Something brushed her kneecap beneath the table and when she realized it was his fingertips, she almost swallowed her tongue. “You shouldn’t have to pull a stunt to make her see you.”

“It’s easy to say that when fate gave you the elegant philanthropist mother.” Melody shrugged and attempted a smile, tamping down the urge to fan herself. “Fate gave me the wild child. She requires explosions.”

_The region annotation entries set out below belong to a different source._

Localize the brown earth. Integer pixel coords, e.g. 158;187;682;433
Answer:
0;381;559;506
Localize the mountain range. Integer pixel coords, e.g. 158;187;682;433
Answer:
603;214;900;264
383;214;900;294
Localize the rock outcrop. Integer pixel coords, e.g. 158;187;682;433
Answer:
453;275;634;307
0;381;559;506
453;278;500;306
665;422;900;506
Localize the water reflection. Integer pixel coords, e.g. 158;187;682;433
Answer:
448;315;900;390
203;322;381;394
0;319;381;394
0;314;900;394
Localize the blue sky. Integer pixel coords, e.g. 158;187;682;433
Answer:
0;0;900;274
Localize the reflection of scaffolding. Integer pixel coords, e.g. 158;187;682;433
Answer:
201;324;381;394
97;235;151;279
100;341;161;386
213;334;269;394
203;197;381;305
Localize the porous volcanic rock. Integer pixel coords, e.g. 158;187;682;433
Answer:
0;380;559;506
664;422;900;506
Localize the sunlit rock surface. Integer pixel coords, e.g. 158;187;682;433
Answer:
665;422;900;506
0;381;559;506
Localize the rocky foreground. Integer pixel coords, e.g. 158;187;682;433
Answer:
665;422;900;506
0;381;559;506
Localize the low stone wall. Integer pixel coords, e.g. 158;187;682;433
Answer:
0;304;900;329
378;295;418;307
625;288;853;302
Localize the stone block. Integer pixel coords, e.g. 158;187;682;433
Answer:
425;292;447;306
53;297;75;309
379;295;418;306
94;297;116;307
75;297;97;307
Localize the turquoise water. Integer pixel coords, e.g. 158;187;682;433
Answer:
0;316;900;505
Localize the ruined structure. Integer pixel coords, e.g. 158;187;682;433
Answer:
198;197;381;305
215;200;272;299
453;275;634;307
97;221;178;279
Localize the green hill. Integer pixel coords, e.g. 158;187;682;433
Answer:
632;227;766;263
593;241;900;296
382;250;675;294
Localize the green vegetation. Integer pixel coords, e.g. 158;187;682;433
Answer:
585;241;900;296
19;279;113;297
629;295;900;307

He remained still. “Do you really want to do this or are you inventing a reason to say yes?”

Melody appreciated him asking, because whoa, this was moving very quickly. When she woke up this morning, she did not expect to be agreeing to a live reality show before lunchtime. But truthfully, she’d been stuck lately. Stuck between this world of solitude she’d built after years of being raked over the coals by the press and the need for something more.

There was more out there for her.

If not a solid, healthy relationship with her mother, then a better sense of who she was supposed to be, instead of a side character who had been shoved into a claustrophobic box by the media. And underneath it all, there was Beat. A chance to spend time with Beat. He’d become a fairy-tale figure in her head, but he was a real human being.